Supported by a US$10mn financing facility the new programme to be known as Demand Aggregation for Renewable Technology (DART) will ensure that Nigeria will gain access to much needed affordable and high-quality solar products.
This programme will be piloted in Nigeria before being rolled out to four additional countries in Africa.
“We are excited to launch the DART program in Nigeria as an important part of the Global Energy Alliance for People and Planet, which is accelerating the transition to renewable energy access for all, reducing emissions and creating jobs. Aggregating the procurement of standardised DRE products will ensure low-cost, reliable, and clean energy is empowering people and businesses in Nigeria,” said Eric Wanless, Managing Director of Innovation for the Alliance.
Accelerating Nigeria’s renewable energy sector
With the DART programme, All On, Odyssey and GEAPP hope to accelerate the growth of the renewable energy sector not only in Nigeria but other parts of the continent as well.
DART will combine demand pooling, aggregated purchasing of solar equipment, access to affordable finance, and coordinated logistics processes to develop scalable economies for the solar industry as well as deliver cost savings for end-users.
For those already approved by the Rural Electrification Agency (REA), All On’s managed finance facility will provide companies with debt funding furthering the Nigeria Electrification Program (NEP) and allowing companies to purchase lower-cost solar equipment through DART.
The US$10mn finance facility for the equipment is being funded by matching investments of US$5mn from All On and The Alliance. All On will manage the global platform to ensure the standardisation of equipment, process solar company orders, manage supplier relationships, and link developers with finance partners.
“We are particularly excited about this deal which will inject much-needed capital into the renewable energy sector in Nigeria. This innovative partnership provides a solution to industry challenges such as high finance costs and lack of scale, by ensuring price competitiveness, supply chain optimisation and unlocking local currency financing,” said Wiebe Boer, CEO, All On.

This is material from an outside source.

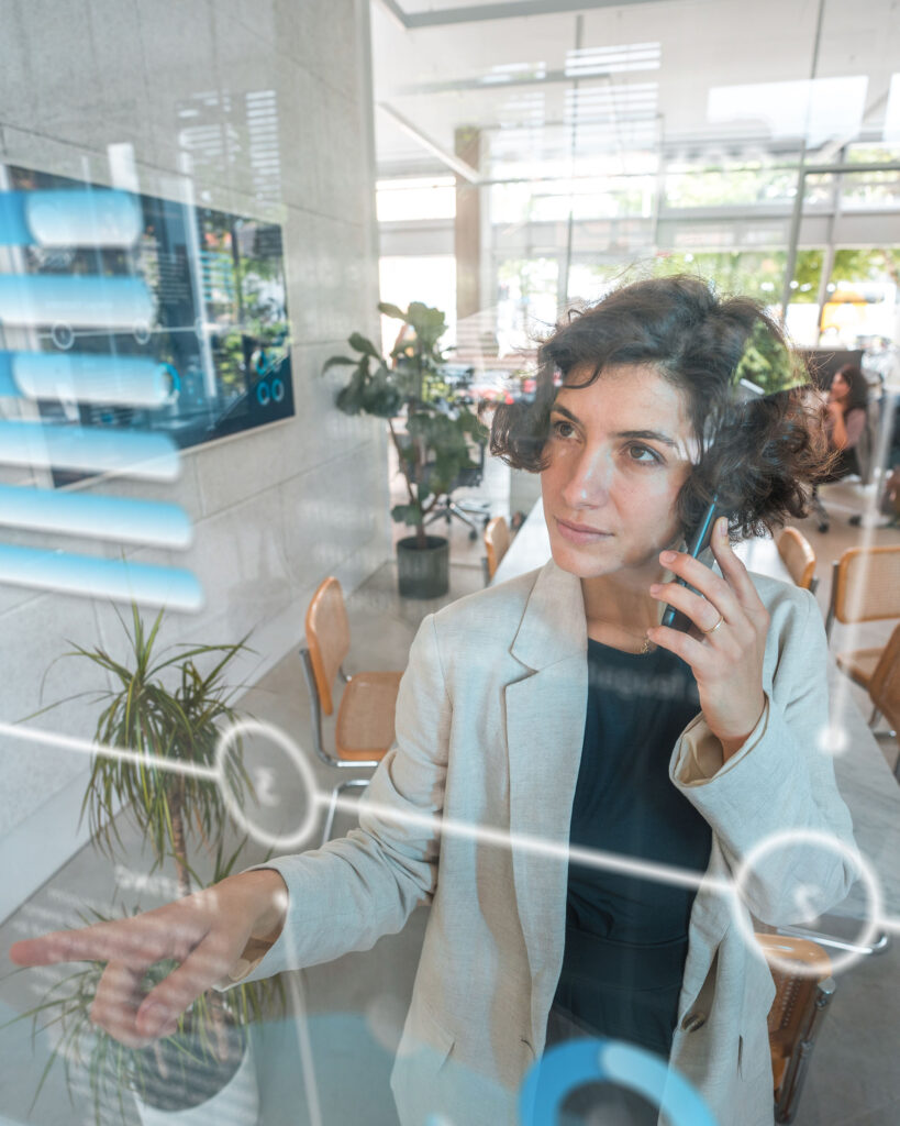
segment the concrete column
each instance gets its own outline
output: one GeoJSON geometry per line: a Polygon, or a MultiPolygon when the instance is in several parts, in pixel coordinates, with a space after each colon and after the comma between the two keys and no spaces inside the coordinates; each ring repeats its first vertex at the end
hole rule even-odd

“We are excited about the potential for demand aggregation and centralisation of procurement and logistics services to dramatically drive down the cost of key distributed renewables equipment, and accelerate project deployment,” added Emily McAteer, Odyssey CEO.
2020 Sustainable Energy For All report
Commissioned by All On and conducted by Sustainable Energy for All (SEforAll), the 2020 report on the solar sector in Nigeria identified that aggregated procurement and logistics for solar equipment can significantly lower costs and unlock bottlenecks in the supply chain.
“The DART mechanism is a huge win for Nigeria,” said Damilola Ogunbiyi, CEO and Special Representative of the UN Secretary-General for Sustainable Energy for All and Co-Chair of UN-Energy. “It would go a long way in achieving much-needed economies of scale by bringing together finance providers, aggregated procurement agents, and specialised logistics. This is an example of the kind of innovation and collaboration needed to close the energy access gap, enable a just and inclusive energy transition, and unlock a sustainable future for all.”
DART’s ambitions are to ensure affordable, high-quality solar products reach the most marginalised communities, as well as improve the overall investment of the renewable energy sector, attracting more international and local investors.
“I am particularly impressed by this collaboration between All On, Odyssey, and the Global Energy Alliance and that Nigeria has been selected as the country in which to kick start this initiative. This could be a breakthrough in bridging the finance gap that hinders the growth of small and medium-sized enterprises in the nascent renewable energy sector in Nigeria,” concluded Ahmad Salihijo, MD, the Rural Electrification Agency.